A faster expansion of the charging infrastructure is needed, because the gap between the numbers of e-cars and charging points is still large. Statistically, there are currently 23 e-cars for one charging point in Germany. In order to achieve the federal government's goal of 1mn charging points by 2030, the average rate of expansion must be increased fivefold.
The fact is: An additional important factor for the further successful ramp-up of electromobility is the availability of raw materials. Batteries primarily need lithium, nickel, graphite and cobalt, and the electric motor needs rare earths for permanent magnets. This shows that the industrial change towards more climate protection requires a new raw material basis. We urgently need more commodity partnerships and trade deals with a focus on commodities. Germany and Europe's commitment to raw materials policy determines our competitiveness and thus our role and relevance on the way to climate neutrality.

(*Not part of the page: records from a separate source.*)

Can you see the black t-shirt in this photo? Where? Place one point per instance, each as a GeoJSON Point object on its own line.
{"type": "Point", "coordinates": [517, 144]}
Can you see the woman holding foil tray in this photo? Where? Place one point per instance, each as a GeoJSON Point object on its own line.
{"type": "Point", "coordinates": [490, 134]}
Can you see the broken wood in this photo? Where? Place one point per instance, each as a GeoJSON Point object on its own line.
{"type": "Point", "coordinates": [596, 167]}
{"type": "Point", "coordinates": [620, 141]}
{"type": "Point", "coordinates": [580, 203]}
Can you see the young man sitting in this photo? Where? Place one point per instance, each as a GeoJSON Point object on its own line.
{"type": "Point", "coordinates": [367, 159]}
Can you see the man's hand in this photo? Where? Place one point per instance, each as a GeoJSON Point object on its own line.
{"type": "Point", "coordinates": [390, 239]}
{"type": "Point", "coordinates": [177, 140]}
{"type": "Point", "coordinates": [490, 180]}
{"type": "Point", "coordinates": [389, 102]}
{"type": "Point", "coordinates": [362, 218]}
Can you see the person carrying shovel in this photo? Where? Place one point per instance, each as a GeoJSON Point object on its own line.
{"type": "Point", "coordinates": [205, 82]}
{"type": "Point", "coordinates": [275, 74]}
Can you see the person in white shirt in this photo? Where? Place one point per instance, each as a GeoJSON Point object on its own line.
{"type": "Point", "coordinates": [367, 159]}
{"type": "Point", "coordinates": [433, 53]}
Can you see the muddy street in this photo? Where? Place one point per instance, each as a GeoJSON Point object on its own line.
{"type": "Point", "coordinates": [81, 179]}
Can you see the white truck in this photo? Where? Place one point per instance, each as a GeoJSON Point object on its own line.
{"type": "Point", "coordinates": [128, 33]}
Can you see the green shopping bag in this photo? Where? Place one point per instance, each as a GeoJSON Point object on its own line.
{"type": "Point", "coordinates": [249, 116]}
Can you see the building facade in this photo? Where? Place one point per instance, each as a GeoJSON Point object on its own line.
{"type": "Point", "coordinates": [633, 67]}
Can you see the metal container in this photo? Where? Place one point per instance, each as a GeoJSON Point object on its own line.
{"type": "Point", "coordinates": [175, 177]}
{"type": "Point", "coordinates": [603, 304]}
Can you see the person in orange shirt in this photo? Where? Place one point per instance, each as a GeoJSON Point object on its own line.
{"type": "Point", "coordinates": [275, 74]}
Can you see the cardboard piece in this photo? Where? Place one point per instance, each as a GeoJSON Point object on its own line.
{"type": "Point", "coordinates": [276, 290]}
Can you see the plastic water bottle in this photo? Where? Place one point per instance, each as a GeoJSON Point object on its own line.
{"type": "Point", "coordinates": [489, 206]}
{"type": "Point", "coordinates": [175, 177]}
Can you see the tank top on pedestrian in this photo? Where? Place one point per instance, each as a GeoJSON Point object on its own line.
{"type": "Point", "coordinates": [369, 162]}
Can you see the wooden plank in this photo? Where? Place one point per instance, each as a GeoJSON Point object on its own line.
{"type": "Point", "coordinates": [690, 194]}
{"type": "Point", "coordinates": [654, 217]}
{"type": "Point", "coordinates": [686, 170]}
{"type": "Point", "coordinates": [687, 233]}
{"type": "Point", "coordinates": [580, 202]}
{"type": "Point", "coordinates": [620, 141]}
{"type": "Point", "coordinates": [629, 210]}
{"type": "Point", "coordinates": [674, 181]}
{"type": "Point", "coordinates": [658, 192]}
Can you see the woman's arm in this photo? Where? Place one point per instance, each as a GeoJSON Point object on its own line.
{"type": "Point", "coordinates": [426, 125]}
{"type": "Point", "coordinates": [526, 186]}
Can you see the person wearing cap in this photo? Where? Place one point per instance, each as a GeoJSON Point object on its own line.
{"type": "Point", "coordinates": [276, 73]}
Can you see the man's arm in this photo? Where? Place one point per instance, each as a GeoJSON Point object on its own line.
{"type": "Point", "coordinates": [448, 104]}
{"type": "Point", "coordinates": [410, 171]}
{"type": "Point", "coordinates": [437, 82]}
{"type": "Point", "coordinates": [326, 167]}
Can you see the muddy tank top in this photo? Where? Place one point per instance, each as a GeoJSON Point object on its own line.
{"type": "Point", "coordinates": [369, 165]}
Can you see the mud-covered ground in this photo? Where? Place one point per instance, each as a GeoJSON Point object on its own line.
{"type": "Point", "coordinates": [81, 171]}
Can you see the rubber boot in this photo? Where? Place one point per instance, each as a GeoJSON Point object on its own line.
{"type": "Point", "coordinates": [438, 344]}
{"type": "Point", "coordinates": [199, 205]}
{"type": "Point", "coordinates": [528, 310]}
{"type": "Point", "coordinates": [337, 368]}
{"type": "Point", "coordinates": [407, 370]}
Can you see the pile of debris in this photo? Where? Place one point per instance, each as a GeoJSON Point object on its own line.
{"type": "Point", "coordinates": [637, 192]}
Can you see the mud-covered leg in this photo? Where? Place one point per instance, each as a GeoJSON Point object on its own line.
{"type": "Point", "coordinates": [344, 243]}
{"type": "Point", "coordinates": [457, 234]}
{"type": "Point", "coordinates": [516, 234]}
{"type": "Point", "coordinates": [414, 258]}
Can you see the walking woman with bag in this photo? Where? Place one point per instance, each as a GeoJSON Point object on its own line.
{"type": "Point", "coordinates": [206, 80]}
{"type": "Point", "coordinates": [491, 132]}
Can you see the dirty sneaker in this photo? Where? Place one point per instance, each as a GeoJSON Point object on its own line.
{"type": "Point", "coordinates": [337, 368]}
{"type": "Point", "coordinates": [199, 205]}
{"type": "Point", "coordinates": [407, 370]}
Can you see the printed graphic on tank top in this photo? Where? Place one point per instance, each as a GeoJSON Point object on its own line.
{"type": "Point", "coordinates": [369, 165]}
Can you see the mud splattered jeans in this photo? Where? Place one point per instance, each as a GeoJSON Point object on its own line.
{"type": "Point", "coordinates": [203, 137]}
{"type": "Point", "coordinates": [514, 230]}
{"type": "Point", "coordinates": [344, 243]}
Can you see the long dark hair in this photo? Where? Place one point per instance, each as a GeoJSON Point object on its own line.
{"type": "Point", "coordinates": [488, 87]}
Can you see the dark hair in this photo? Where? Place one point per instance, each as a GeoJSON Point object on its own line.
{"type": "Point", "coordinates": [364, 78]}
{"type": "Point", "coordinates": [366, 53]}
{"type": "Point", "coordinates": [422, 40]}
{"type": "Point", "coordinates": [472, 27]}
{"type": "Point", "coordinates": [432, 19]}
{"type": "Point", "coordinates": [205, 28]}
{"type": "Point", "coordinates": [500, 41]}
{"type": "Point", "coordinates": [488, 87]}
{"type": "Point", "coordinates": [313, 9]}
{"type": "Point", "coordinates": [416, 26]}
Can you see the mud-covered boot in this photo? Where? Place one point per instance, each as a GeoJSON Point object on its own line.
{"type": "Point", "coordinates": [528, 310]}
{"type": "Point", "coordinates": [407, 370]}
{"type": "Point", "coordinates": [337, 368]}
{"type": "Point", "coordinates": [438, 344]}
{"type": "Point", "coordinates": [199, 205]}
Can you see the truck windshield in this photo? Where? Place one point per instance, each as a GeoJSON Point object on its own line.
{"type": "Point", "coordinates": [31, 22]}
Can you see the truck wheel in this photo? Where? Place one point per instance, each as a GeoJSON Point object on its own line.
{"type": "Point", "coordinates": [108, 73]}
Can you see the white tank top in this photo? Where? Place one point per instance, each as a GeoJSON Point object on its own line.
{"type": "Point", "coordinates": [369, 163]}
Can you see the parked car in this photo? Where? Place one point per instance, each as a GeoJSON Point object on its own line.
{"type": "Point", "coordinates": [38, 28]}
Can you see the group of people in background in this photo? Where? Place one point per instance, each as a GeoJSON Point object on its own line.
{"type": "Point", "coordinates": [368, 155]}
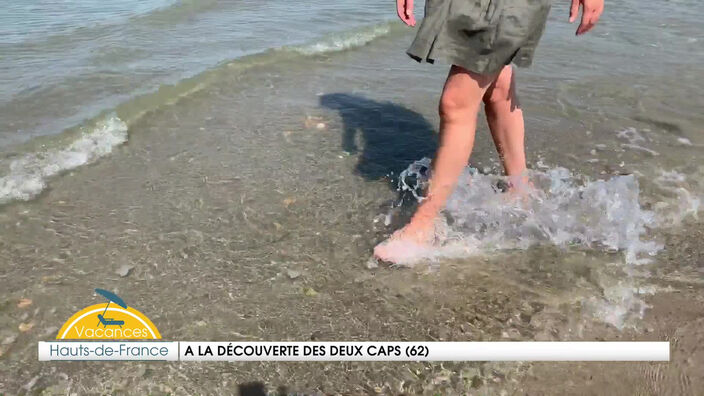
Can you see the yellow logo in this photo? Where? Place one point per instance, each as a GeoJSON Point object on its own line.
{"type": "Point", "coordinates": [113, 320]}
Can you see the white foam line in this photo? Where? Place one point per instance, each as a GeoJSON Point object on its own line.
{"type": "Point", "coordinates": [28, 175]}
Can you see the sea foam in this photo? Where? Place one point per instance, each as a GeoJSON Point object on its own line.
{"type": "Point", "coordinates": [556, 208]}
{"type": "Point", "coordinates": [27, 176]}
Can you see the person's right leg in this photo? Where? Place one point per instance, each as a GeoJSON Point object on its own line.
{"type": "Point", "coordinates": [505, 118]}
{"type": "Point", "coordinates": [459, 106]}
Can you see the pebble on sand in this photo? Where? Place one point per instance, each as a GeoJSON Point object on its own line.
{"type": "Point", "coordinates": [124, 270]}
{"type": "Point", "coordinates": [24, 303]}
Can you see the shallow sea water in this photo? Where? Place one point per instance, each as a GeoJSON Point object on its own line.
{"type": "Point", "coordinates": [232, 201]}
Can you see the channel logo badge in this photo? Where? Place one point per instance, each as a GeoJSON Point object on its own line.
{"type": "Point", "coordinates": [112, 320]}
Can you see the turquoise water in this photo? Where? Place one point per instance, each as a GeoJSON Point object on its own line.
{"type": "Point", "coordinates": [64, 62]}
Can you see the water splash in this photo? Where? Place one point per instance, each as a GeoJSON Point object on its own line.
{"type": "Point", "coordinates": [558, 208]}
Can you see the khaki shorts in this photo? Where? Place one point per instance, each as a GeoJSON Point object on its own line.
{"type": "Point", "coordinates": [480, 35]}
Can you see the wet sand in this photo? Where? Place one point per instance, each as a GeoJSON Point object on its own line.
{"type": "Point", "coordinates": [226, 211]}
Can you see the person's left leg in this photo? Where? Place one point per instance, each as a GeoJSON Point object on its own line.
{"type": "Point", "coordinates": [505, 118]}
{"type": "Point", "coordinates": [459, 106]}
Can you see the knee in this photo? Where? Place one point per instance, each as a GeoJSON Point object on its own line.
{"type": "Point", "coordinates": [502, 89]}
{"type": "Point", "coordinates": [455, 104]}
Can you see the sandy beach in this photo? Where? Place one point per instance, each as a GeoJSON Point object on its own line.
{"type": "Point", "coordinates": [248, 208]}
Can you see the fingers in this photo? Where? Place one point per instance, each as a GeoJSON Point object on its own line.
{"type": "Point", "coordinates": [409, 13]}
{"type": "Point", "coordinates": [591, 12]}
{"type": "Point", "coordinates": [404, 9]}
{"type": "Point", "coordinates": [574, 10]}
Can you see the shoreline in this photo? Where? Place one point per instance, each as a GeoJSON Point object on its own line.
{"type": "Point", "coordinates": [231, 211]}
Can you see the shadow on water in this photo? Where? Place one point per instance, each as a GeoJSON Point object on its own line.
{"type": "Point", "coordinates": [260, 389]}
{"type": "Point", "coordinates": [391, 136]}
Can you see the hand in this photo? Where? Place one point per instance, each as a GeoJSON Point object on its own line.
{"type": "Point", "coordinates": [591, 11]}
{"type": "Point", "coordinates": [405, 12]}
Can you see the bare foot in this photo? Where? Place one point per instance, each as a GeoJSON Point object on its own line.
{"type": "Point", "coordinates": [408, 244]}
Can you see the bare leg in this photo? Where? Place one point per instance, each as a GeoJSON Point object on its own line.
{"type": "Point", "coordinates": [505, 118]}
{"type": "Point", "coordinates": [459, 105]}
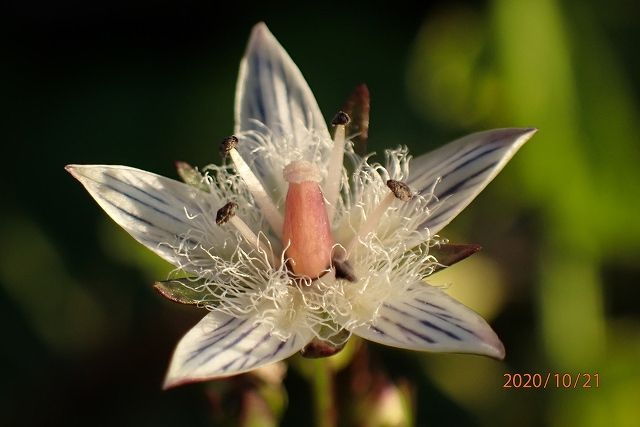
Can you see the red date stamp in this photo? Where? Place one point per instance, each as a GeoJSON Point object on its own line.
{"type": "Point", "coordinates": [551, 380]}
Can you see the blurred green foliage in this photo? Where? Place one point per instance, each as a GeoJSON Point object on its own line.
{"type": "Point", "coordinates": [146, 84]}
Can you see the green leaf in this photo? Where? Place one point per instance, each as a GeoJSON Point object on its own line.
{"type": "Point", "coordinates": [186, 290]}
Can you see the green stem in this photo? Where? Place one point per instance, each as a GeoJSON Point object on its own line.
{"type": "Point", "coordinates": [323, 394]}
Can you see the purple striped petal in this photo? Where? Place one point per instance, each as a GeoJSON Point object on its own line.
{"type": "Point", "coordinates": [155, 210]}
{"type": "Point", "coordinates": [271, 89]}
{"type": "Point", "coordinates": [430, 320]}
{"type": "Point", "coordinates": [221, 345]}
{"type": "Point", "coordinates": [459, 171]}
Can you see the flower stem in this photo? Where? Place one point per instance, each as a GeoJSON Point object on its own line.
{"type": "Point", "coordinates": [323, 394]}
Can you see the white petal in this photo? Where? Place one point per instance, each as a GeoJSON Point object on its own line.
{"type": "Point", "coordinates": [152, 208]}
{"type": "Point", "coordinates": [221, 345]}
{"type": "Point", "coordinates": [430, 320]}
{"type": "Point", "coordinates": [271, 89]}
{"type": "Point", "coordinates": [459, 171]}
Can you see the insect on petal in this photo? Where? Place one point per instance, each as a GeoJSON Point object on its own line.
{"type": "Point", "coordinates": [430, 320]}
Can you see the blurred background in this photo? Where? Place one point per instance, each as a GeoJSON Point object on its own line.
{"type": "Point", "coordinates": [87, 340]}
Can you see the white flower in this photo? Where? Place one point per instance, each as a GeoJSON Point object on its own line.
{"type": "Point", "coordinates": [265, 235]}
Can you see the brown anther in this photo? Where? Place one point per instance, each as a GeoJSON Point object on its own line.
{"type": "Point", "coordinates": [344, 270]}
{"type": "Point", "coordinates": [341, 118]}
{"type": "Point", "coordinates": [228, 144]}
{"type": "Point", "coordinates": [400, 190]}
{"type": "Point", "coordinates": [226, 212]}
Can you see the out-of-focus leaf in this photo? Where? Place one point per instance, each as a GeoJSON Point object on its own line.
{"type": "Point", "coordinates": [183, 291]}
{"type": "Point", "coordinates": [357, 107]}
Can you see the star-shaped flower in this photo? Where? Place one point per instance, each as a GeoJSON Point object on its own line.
{"type": "Point", "coordinates": [288, 247]}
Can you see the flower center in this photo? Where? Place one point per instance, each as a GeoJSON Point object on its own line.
{"type": "Point", "coordinates": [306, 232]}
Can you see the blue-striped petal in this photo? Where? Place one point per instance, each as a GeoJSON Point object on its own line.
{"type": "Point", "coordinates": [221, 345]}
{"type": "Point", "coordinates": [458, 171]}
{"type": "Point", "coordinates": [271, 89]}
{"type": "Point", "coordinates": [155, 210]}
{"type": "Point", "coordinates": [430, 320]}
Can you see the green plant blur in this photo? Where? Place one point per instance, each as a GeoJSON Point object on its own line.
{"type": "Point", "coordinates": [86, 338]}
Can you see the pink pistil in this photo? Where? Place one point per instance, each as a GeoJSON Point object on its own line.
{"type": "Point", "coordinates": [306, 228]}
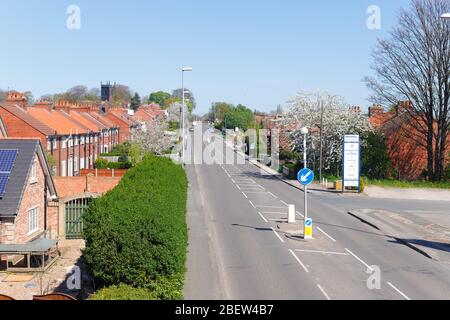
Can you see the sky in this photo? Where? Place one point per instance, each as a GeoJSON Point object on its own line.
{"type": "Point", "coordinates": [255, 52]}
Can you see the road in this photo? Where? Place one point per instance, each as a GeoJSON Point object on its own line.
{"type": "Point", "coordinates": [241, 248]}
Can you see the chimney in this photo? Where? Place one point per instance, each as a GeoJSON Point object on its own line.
{"type": "Point", "coordinates": [404, 106]}
{"type": "Point", "coordinates": [375, 110]}
{"type": "Point", "coordinates": [17, 98]}
{"type": "Point", "coordinates": [63, 105]}
{"type": "Point", "coordinates": [47, 105]}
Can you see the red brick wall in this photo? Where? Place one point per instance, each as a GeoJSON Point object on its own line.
{"type": "Point", "coordinates": [33, 197]}
{"type": "Point", "coordinates": [17, 128]}
{"type": "Point", "coordinates": [72, 186]}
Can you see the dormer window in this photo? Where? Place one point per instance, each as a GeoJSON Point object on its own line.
{"type": "Point", "coordinates": [33, 174]}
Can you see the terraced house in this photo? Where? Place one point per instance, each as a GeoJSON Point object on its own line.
{"type": "Point", "coordinates": [74, 134]}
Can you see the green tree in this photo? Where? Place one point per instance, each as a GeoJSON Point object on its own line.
{"type": "Point", "coordinates": [159, 97]}
{"type": "Point", "coordinates": [376, 163]}
{"type": "Point", "coordinates": [240, 117]}
{"type": "Point", "coordinates": [135, 102]}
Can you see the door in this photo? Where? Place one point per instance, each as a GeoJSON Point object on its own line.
{"type": "Point", "coordinates": [74, 217]}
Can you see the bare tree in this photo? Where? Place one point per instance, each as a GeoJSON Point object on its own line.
{"type": "Point", "coordinates": [414, 65]}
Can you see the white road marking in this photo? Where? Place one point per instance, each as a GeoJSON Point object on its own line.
{"type": "Point", "coordinates": [278, 236]}
{"type": "Point", "coordinates": [331, 238]}
{"type": "Point", "coordinates": [264, 218]}
{"type": "Point", "coordinates": [322, 252]}
{"type": "Point", "coordinates": [359, 259]}
{"type": "Point", "coordinates": [401, 293]}
{"type": "Point", "coordinates": [299, 261]}
{"type": "Point", "coordinates": [324, 293]}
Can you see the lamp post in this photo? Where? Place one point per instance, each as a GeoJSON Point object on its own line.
{"type": "Point", "coordinates": [183, 70]}
{"type": "Point", "coordinates": [304, 131]}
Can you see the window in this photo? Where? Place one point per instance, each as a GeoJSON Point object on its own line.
{"type": "Point", "coordinates": [33, 220]}
{"type": "Point", "coordinates": [33, 175]}
{"type": "Point", "coordinates": [64, 168]}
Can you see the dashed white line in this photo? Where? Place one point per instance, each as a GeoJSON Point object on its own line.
{"type": "Point", "coordinates": [323, 292]}
{"type": "Point", "coordinates": [401, 293]}
{"type": "Point", "coordinates": [326, 234]}
{"type": "Point", "coordinates": [322, 252]}
{"type": "Point", "coordinates": [273, 195]}
{"type": "Point", "coordinates": [299, 261]}
{"type": "Point", "coordinates": [359, 259]}
{"type": "Point", "coordinates": [278, 236]}
{"type": "Point", "coordinates": [264, 218]}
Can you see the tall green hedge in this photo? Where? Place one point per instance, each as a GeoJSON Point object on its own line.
{"type": "Point", "coordinates": [137, 234]}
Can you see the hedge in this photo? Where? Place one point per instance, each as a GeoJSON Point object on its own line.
{"type": "Point", "coordinates": [122, 293]}
{"type": "Point", "coordinates": [137, 234]}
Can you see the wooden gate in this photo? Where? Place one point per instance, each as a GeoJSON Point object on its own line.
{"type": "Point", "coordinates": [74, 217]}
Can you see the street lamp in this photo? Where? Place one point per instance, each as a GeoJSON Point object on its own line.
{"type": "Point", "coordinates": [183, 70]}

It is also clear that the high electricity prices are causing considerable uncertainty for consumers, especially in the current economic situation. The high electricity prices must not become a brake - neither for the ramp-up of e-mobility nor for Germany as an industrial location. The electricity price must be permanently and effectively reduced. To achieve this, generation capacity must be expanded and the electricity tax reduced to the European minimum. In addition, taxes, fees and surcharges in the energy sector should be put to the test in general."
Müller emphasizes: "We, the German automotive industry, are driving forward climate-neutral mobility with massive investments. In the years 2022 to 2026 alone, companies in the German automotive industry will invest around €220bn in research and development, especially in electromobility, including but not limited to battery technology, and in digitization. In addition, there are around €100bn in the conversion of plants in Germany alone.
In addition, the German automobile manufacturers are constantly expanding their range. German manufacturers are already offering around 90 electric models in Germany alone. By the end of 2024 there will already be 100. There is something for every need and taste. Overall, the development shows that the e-car is increasingly becoming a mass product – due to the corresponding economies of scale, the models will also become cheaper in the future."